Easing Into Your Retirement Role

Getting good at being retired is a process. Only a lucky few are able to flip the switch from work to retirement and smoothly make the transition. New members to this growing club rejoice in the freedom to do as they want and explore a new world without limitations foisted upon them by demanding careers. But the new lifestyle they are about to commence is just that: brand new. Never before has what happens during each day resided solely in their control.

New retirees must assume responsibility for replacing what was until now an organized schedule of daily activities. Duties on the job dictated how you spent your hours. Once you leave that behind, no one but you will populate your calendar with worthwhile activities and commitments. The freedom to occupy yourself as you see fit also comes with the challenge of selecting meaningful ways to spend your time for the foreseeable future. It is not just about next month, but rather next year and many years after that.

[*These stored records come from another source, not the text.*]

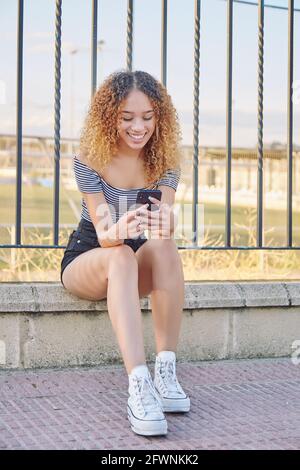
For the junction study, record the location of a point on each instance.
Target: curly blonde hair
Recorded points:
(99, 137)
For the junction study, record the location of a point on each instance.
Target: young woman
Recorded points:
(129, 142)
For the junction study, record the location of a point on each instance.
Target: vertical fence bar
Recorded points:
(228, 123)
(19, 117)
(129, 35)
(94, 47)
(197, 14)
(290, 124)
(164, 39)
(260, 161)
(57, 118)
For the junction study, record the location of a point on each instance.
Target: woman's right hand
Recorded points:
(128, 225)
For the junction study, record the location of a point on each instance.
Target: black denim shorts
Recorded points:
(84, 238)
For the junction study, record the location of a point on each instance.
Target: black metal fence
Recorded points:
(197, 39)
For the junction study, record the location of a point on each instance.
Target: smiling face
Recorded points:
(137, 121)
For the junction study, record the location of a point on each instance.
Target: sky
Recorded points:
(38, 94)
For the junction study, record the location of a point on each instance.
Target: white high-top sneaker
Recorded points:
(173, 398)
(144, 406)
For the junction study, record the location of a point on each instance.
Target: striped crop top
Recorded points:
(119, 200)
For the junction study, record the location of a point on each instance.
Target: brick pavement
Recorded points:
(236, 404)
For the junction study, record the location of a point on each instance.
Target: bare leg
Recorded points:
(167, 296)
(124, 306)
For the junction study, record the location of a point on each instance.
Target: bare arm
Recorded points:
(102, 220)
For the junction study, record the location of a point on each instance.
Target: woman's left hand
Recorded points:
(159, 222)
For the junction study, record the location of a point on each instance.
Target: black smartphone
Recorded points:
(143, 195)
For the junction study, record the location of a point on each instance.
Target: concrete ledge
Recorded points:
(42, 325)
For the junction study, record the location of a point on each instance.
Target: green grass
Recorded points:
(37, 207)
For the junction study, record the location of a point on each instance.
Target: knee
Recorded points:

It is not uncommon to feel a hint of guilt about your sudden freedom and newfound ability to choose how you spend it. Most of us lived through hectic careers and lifestyles where spare time was an elusive commodity. Over scheduled working people have little time to waste and constantly search for ways to boost productivity. Now in retirement, that burden is lifted. You get to do what you want. But it can take time to accept that it is now OK to pursue something just for the fun of it. Imagine doing nothing at all without remorse. I still sometimes find myself at the end of the day tabulating where I “productively” spent my Cool seniortime, hoping to identify something worthwhile. I am beginning to realize I now define what is worthwhile, and somewhere near the top of the list is being happy.

One on one time with your spouse is about to get top billing as the two of you become a retired couple. You will no longer be separated by individual careers, and will now be able to spend as much time together as you want to. But don’t think that long weekends alone or occasional vacation travel is an accurate representation of life spent together every day. You and your spouse could potentially be together 24/7. It can be truly wonderful to have quality time to share, but maintaining harmony over the long term takes effort. Your journey will be smoother if you allow for alone time to pursue individual interests. If you do not have a lot of shared hobbies you may want to search for a new activity you can do together. Allowing for a little space and a willingness to try new things together can help the transition into this new phase of marriage to go more smoothly.

One of the best aspects of retired living is the incredible variety of activities and interests we are free to explore. I have discovered a renewed interest in learning about history and art, something I glossed over in my youth and never had time for until now. By watching courses on the Internet, reading books I now find interesting and traveling where my heart desires I continue to broaden my knowledge. You may decide to explore new ways to maintain physical fitness, learn a new language, upgrade your house, garden or express your artistic side. Retirement can be the perfect time to be as curious and creative as you want.

Making the transition from the working world into retirement is not as easy as it may sound. Some people find it difficult to step away from the need to be constantly productive. It’s important to have a plan for how you will spend your days once you leave your job.